This paper presents meta-homogenization, a spatially varying homogenization scheme for knitwear simulation. We are motivated by the observation that macro-scale fabric dynamics is strongly correlated with its underlying knitting patterns. Therefore, homogenization towards a single material is less effective when the knitting is complex and non-repetitive. Our method tackles this challenge by homogenizing the yarn-level material locally at volumetric elements. Assigning a virtual volume of a knitting structure enables us to model bending and twisting effects via a simple volume-preserving penalty and thus effectively alleviates the material nonlinearity.
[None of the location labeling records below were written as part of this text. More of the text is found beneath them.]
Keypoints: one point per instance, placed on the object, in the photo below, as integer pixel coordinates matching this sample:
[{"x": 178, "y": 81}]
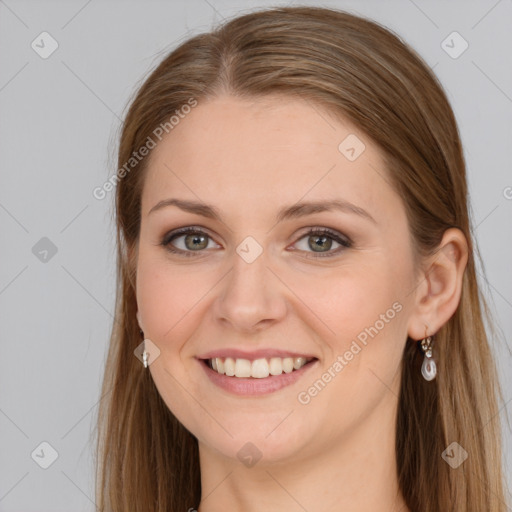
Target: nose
[{"x": 251, "y": 297}]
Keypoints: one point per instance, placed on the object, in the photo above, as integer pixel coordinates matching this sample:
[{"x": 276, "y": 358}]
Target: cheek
[{"x": 166, "y": 296}]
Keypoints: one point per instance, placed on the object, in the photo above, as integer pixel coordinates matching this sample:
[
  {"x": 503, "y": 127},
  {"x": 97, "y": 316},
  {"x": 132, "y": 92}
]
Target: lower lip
[{"x": 250, "y": 386}]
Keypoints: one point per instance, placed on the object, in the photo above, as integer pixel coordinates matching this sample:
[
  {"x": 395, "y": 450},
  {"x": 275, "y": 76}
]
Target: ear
[{"x": 440, "y": 284}]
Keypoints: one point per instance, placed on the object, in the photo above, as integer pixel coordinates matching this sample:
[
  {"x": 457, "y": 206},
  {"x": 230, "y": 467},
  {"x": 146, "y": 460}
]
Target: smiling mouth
[{"x": 258, "y": 368}]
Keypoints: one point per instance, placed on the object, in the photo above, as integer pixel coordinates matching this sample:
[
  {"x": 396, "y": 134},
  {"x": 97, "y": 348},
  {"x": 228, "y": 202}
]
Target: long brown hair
[{"x": 146, "y": 460}]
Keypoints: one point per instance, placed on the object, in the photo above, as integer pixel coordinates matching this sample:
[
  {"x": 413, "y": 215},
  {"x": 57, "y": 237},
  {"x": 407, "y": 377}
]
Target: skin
[{"x": 337, "y": 451}]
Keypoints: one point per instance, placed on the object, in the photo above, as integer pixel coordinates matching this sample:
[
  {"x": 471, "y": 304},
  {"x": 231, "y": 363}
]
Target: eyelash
[{"x": 345, "y": 242}]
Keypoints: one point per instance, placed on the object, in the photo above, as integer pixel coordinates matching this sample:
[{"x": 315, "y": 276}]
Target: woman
[{"x": 297, "y": 282}]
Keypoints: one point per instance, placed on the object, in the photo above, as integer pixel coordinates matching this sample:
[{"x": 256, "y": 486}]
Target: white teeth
[
  {"x": 299, "y": 362},
  {"x": 288, "y": 364},
  {"x": 276, "y": 366},
  {"x": 229, "y": 366},
  {"x": 259, "y": 368},
  {"x": 242, "y": 368}
]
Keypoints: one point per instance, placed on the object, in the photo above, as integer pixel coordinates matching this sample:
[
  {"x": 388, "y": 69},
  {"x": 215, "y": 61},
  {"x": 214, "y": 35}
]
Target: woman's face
[{"x": 254, "y": 289}]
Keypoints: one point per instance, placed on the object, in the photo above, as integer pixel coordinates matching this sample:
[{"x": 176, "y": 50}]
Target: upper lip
[{"x": 236, "y": 353}]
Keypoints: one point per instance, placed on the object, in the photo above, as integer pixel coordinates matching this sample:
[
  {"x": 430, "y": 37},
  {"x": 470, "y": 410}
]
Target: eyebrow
[{"x": 288, "y": 212}]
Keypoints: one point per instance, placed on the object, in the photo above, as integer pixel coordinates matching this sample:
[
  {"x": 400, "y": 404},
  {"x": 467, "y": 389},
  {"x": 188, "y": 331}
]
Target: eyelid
[{"x": 340, "y": 238}]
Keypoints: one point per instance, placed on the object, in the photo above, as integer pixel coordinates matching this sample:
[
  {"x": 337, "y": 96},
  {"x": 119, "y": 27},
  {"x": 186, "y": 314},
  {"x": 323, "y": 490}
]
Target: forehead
[{"x": 264, "y": 152}]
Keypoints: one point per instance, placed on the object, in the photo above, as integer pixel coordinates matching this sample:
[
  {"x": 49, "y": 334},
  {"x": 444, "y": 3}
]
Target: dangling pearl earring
[
  {"x": 145, "y": 354},
  {"x": 428, "y": 368}
]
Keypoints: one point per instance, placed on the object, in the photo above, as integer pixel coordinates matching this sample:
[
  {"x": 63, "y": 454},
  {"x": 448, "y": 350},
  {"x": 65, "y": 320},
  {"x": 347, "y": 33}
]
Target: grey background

We employ an adjoint Gauss-Newton formulation to battle the dimensionality challenge of such per-element material optimization. This intuitive material model makes the forward simulation GPU-friendly. To this end, our pipeline also equips a novel domain-decomposed subspace solver crafted for GPU projective dynamics, which makes our simulator hundreds of times faster than the yarn-level simulator. Experiments validate the capability and effectiveness of meta-homogenization. Our method produces realistic animations of knitwear matching the quality of full-scale yarn-level simulations. It is also orders of magnitude faster than existing homogenization techniques in both the training and simulation stages.

翻译：本文提出元均匀化方法，一种用于针织品仿真的空间变化均匀化方案。我们的研究动机源于观察到宏观织物动力学与其底层编织图案存在强相关性。因此，当编织结构复杂且非重复时，向单一材料进行均匀化的效果有限。本方法通过在体素单元局部对纱线级材料进行均匀化来应对这一挑战。通过为编织结构分配虚拟体积，我们能够通过简单的体积保持惩罚项来模拟弯曲和扭转效应，从而有效缓解材料非线性。我们采用伴随高斯-牛顿公式应对这种逐单元材料优化的维度挑战。这种直观的材料模型使正向仿真适配GPU计算。为此，我们的流程还配备了专为GPU投影动力学设计的新型域分解子空间求解器，这使得我们的仿真器比纱线级仿真器快数百倍。实验验证了元均匀化方法的能力与有效性。我们的方法能生成与全尺度纱线级仿真质量相当的逼真针织品动画，且在训练和仿真阶段均比现有均匀化技术快数个数量级。